The data collected by the H1 collaboration at an electron proton centre of mass energy of 319 GeV have been used to extract cross sections for muon pair production, in order to test our understanding of the production mechanisms and search for new physics beyond the Standard Model. Differential cross sections have been measured for the production of muon pairs (ep -> e mu mu X) as a function of the di-muon invariant mass, the transverse momenta of the muons and the transverse momentum of the hadronic recoil, X. On the basis of the level of observed hadronic activity, the cross sections have also been separated into an elastic component, where the proton remains intact, and an inelastic component, in which the proton dissociates to form a higher mass system X. All measured cross sections were found to be in good agreement with the Standard Model predictions. As an example, the figure on the left shows the cross section as a function of the di-muon mass. The data agree well with the electroweak prediction (EW GRAPE), which contains the dominant two-photon process together with other smaller contributions from Bremsstrahlung processes in which radiated photons convert to muon pairs and contributions in which heavy Z0 bosons replace the photons. The predictions for other contributions to two muon production, due to Upsilon production, heavy flavour and tau lepton decays are also shown. These contributions are small and are only present at low di-muon masses.

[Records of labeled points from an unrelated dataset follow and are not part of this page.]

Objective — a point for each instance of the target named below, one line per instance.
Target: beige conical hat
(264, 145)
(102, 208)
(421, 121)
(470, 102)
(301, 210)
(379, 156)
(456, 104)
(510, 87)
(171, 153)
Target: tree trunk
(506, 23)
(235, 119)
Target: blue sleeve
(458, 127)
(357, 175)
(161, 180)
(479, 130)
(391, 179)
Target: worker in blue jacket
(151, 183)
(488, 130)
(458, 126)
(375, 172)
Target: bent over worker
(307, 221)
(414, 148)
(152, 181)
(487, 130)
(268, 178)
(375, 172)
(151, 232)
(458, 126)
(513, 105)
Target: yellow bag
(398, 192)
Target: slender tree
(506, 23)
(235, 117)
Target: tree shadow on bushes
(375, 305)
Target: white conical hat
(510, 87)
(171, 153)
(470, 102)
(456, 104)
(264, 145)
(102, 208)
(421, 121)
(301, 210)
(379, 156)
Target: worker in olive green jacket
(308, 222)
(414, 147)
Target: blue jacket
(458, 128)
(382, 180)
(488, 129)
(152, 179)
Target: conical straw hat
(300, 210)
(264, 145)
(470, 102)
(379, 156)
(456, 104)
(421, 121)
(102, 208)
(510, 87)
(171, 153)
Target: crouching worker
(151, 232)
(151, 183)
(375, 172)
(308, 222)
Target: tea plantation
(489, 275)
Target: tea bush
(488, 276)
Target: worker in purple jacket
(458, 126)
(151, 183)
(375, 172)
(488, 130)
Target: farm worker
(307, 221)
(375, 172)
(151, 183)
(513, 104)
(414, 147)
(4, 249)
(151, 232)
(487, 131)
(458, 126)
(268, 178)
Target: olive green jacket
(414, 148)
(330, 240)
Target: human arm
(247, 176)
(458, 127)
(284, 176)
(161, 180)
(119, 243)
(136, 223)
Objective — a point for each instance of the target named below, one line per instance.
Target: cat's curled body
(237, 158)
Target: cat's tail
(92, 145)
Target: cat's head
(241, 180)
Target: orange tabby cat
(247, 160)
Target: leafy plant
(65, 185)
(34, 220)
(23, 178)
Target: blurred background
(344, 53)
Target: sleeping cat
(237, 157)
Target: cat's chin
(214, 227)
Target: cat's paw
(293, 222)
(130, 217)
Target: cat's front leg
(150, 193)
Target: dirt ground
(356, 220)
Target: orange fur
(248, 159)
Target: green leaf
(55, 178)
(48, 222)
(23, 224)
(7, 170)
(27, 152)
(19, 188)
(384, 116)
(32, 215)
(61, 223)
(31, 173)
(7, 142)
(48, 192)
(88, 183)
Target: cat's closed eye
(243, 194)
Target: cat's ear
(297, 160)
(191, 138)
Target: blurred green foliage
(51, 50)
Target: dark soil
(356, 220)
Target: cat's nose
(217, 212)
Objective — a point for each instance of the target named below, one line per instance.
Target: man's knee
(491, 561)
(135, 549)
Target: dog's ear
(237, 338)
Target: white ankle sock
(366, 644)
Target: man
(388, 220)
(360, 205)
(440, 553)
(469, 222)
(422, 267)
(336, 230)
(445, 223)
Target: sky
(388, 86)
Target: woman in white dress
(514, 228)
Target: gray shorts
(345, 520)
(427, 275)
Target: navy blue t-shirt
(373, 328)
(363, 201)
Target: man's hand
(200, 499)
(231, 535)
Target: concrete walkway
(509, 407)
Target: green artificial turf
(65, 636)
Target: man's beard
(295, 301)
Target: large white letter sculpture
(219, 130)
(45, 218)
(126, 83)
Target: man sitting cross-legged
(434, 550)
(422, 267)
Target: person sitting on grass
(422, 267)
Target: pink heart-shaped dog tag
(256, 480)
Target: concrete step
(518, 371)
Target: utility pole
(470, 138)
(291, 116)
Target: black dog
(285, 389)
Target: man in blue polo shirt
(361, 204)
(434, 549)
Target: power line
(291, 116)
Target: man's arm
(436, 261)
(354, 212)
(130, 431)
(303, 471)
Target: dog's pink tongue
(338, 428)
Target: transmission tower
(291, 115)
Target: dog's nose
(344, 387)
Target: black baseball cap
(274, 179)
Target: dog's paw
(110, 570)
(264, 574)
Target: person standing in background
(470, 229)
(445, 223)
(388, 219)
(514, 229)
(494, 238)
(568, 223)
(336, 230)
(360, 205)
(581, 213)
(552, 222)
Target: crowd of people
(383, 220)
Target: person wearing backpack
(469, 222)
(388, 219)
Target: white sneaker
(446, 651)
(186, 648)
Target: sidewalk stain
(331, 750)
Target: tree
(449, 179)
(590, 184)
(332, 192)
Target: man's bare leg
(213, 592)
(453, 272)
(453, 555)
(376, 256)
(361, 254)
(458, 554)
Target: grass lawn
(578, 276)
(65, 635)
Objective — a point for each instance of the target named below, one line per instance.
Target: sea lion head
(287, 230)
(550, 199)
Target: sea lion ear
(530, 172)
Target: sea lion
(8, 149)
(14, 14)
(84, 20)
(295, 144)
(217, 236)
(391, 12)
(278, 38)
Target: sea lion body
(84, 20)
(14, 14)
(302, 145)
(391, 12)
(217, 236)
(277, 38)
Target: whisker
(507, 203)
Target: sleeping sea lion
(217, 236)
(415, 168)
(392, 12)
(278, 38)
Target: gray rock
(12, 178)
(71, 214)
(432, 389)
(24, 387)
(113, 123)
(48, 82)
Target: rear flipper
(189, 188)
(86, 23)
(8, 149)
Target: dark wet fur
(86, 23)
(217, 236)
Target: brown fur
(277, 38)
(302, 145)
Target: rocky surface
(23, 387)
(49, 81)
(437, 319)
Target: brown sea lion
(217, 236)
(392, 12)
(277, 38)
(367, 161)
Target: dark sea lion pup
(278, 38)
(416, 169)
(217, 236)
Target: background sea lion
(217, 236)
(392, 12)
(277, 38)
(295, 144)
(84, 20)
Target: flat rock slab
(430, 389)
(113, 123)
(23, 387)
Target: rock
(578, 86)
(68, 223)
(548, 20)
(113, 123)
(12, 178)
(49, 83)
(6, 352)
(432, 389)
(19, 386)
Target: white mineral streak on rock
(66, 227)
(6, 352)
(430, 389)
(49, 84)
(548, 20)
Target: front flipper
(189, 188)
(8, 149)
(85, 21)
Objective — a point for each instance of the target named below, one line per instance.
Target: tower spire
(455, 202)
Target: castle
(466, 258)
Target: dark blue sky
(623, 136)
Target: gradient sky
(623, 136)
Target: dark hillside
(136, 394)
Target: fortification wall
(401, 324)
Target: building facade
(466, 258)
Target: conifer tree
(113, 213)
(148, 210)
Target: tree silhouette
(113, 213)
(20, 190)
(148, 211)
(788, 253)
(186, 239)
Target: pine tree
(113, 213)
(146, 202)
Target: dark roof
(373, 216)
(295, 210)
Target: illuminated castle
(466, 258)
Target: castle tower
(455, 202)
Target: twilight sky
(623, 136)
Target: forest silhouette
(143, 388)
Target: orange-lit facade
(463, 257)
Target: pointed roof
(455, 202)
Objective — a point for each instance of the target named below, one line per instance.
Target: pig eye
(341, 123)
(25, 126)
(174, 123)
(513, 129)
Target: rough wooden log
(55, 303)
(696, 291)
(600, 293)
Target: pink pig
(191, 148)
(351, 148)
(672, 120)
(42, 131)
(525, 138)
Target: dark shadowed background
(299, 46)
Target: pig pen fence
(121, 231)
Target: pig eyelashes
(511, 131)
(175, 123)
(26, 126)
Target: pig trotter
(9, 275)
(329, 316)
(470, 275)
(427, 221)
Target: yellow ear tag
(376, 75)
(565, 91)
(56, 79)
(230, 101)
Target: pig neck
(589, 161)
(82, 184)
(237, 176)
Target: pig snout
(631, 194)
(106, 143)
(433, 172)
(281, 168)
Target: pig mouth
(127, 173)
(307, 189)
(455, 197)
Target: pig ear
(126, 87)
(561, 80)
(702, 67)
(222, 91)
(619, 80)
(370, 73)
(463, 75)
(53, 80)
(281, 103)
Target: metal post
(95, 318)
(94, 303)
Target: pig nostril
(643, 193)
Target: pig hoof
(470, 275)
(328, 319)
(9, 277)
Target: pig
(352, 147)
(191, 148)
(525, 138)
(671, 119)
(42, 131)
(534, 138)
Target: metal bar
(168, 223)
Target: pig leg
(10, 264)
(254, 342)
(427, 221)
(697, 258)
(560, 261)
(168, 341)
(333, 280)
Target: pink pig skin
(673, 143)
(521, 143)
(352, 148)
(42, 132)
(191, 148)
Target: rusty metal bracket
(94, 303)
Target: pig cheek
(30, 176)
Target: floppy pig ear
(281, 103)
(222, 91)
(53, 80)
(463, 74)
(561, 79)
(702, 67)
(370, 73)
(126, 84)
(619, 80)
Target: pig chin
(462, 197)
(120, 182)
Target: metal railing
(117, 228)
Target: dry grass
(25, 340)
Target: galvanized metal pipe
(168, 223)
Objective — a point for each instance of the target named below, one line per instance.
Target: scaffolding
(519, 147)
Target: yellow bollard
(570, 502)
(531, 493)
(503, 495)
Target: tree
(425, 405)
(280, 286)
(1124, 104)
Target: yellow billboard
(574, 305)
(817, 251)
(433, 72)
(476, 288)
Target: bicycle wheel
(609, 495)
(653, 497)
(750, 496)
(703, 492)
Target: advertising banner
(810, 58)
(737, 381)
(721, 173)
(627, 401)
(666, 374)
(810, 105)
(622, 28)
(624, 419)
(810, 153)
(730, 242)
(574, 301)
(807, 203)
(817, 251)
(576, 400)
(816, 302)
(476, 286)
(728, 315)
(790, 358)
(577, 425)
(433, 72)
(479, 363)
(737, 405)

In another recent H1 paper ( DESY-03-082 ), the closely related topic of multi-electron production was studied. Excesses over the Standard Model predictions were observed in the numbers of events containing two electrons and three electrons for which the invariant mass M12 of the two electrons with the largest transverse momentum was larger than 100 GeV. The well established principle of lepton universality implies that any such anomaly in multi-electron production is likely to be visible also in muonic final states. It is therefore worthwhile to analyse the muon pair data in a similar way as is done in the multi-electron analysis. In order to optimise the statistics for this part of the analysis, the full HERA-I data, including early data at an ep centre of mass energy of 301 GeV, are included. Final states containing two muons (mu-mu) or two muons and an electron (mu-mu-e) are studied. For masses M12 > 100 GeV, one mu-mu event is found, while 0.08 ± 0.01 are expected from the Standard Model predictions. No event classified as mu-mu-e with M12 > 100 GeV is observed. The prediction is 0.05 ± 0.01. With such small event numbers, a comparison of the findings in the electron and muon channels is inconclusive. We therefore look forward eagerly to the large increases in statistics expected in the second phase of HERA operation.